Java's Project Loom introduced virtual threads as a groundbreaking feature in Java 21, promising to revolutionize how we write concurrent applications. While virtual threads make high-throughput concurrent programming dramatically simpler, achieving optimal performance requires understanding their characteristics and applying appropriate tuning strategies. This article explores practical performance tuning techniques for virtual threads in Java.
Virtual Threads: A Quick Recap
Virtual threads are lightweight threads managed by the Java runtime rather than the operating system. Unlike platform threads, you can have millions of virtual threads simultaneously without overwhelming the system.
Key Characteristics:
- Lightweight: Minimal memory footprint (~2KB vs ~1MB for platform threads)
- Managed by JVM: Scheduled on carrier threads (platform threads)
- Blocking-Friendly: Cheap to block, enabling simple synchronous code
- Scalable: Designed for massive concurrency
Performance Tuning Strategies
1. Configure Carrier Thread Pool Size
Virtual threads run on carrier threads from the ForkJoinPool. The default size is the number of available processors, which may not be optimal for I/O-heavy workloads.

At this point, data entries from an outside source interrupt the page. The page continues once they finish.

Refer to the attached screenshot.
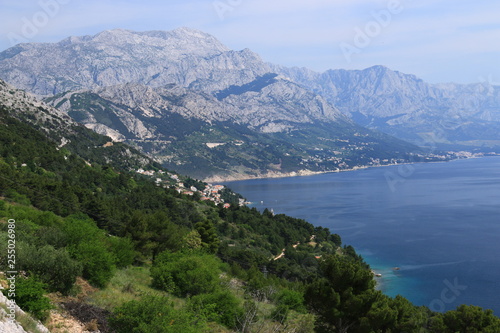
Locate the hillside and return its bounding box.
[46,79,424,181]
[0,66,500,333]
[272,65,500,149]
[0,28,434,181]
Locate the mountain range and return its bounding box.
[0,28,500,179]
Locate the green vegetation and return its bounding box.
[8,277,52,321]
[0,100,500,333]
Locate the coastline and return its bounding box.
[208,154,500,183]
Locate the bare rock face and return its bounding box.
[271,65,500,144]
[0,292,49,333]
[0,28,269,96]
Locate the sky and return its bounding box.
[0,0,500,85]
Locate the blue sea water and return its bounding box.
[227,157,500,315]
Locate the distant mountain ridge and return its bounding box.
[0,28,270,96]
[272,65,500,146]
[0,28,500,146]
[0,28,472,179]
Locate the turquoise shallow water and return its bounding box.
[228,157,500,315]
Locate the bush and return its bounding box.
[276,289,306,313]
[108,237,137,268]
[7,277,52,321]
[188,290,243,328]
[109,296,206,333]
[17,242,82,294]
[71,241,115,288]
[151,252,221,297]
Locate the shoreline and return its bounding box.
[208,154,500,183]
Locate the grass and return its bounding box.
[0,294,45,333]
[88,266,168,311]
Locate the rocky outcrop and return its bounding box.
[0,292,49,333]
[0,28,270,96]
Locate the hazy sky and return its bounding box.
[0,0,500,85]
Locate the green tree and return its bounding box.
[184,230,201,250]
[306,255,379,332]
[109,296,206,333]
[17,242,82,294]
[151,251,221,296]
[429,305,500,333]
[72,241,115,288]
[195,220,219,253]
[188,290,243,328]
[107,237,137,268]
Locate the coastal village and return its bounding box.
[136,169,246,208]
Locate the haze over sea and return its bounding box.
[228,157,500,315]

public class CarrierThreadTuning {
public static void main(String[] args) {
// System property to configure carrier thread count
System.setProperty("jdk.virtualThreadScheduler.parallelism", "64");
System.setProperty("jdk.virtualThreadScheduler.maxPoolSize", "256");
// Or create custom executor
ExecutorService customExecutor = Executors.newThreadPerTaskExecutor(
Thread.ofVirtual()
.scheduler(new ForkJoinPool(128)) // Custom scheduler
.factory()
);
try (var executor = customExecutor) {
for (int i = 0; i < 10_000; i++) {
executor.submit(() -> {
// Task execution
performIOOperation();
});
}
}
}
static void performIOOperation() {
try {
Thread.sleep(Duration.ofMillis(100)); // Simulate I/O
} catch (InterruptedException e) {
Thread.currentThread().interrupt();
}
}
}
Tuning Guidelines:
- I/O-heavy workloads: Set parallelism to 2-4x CPU cores
- CPU-heavy workloads: Keep near CPU core count
- Mixed workloads: Start with 2x CPU cores and benchmark
2. Avoid Thread Local Abuse
ThreadLocals can cause memory leaks and performance issues with virtual threads due to their large numbers.
public class ThreadLocalOptimization {
// PROBLEMATIC: ThreadLocal with virtual threads
private static final ThreadLocal<SimpleDateFormat> DATE_FORMATTER =
ThreadLocal.withInitial(() -> new SimpleDateFormat("yyyy-MM-dd"));
// BETTER: Use immutable, thread-safe alternatives
private static final DateTimeFormatter SAFE_DATE_FORMATTER =
DateTimeFormatter.ofPattern("yyyy-MM-dd");
// ACCEPTABLE: Scoped ThreadLocal with careful cleanup
public void processRequest() {
var userContext = new UserContext();
try {
ScopedValue.where(USER_CONTEXT, userContext).run(() -> {
handleRequest();
});
} finally {
userContext.cleanup();
}
}
// PREFER: ScopedValue (Java 20+) for inheritable context
private static final ScopedValue<UserContext> USER_CONTEXT = ScopedValue.newInstance();
}
3. Optimize Synchronization and Pinning
Monitor operations (synchronized) can pin virtual threads to carrier threads, reducing throughput.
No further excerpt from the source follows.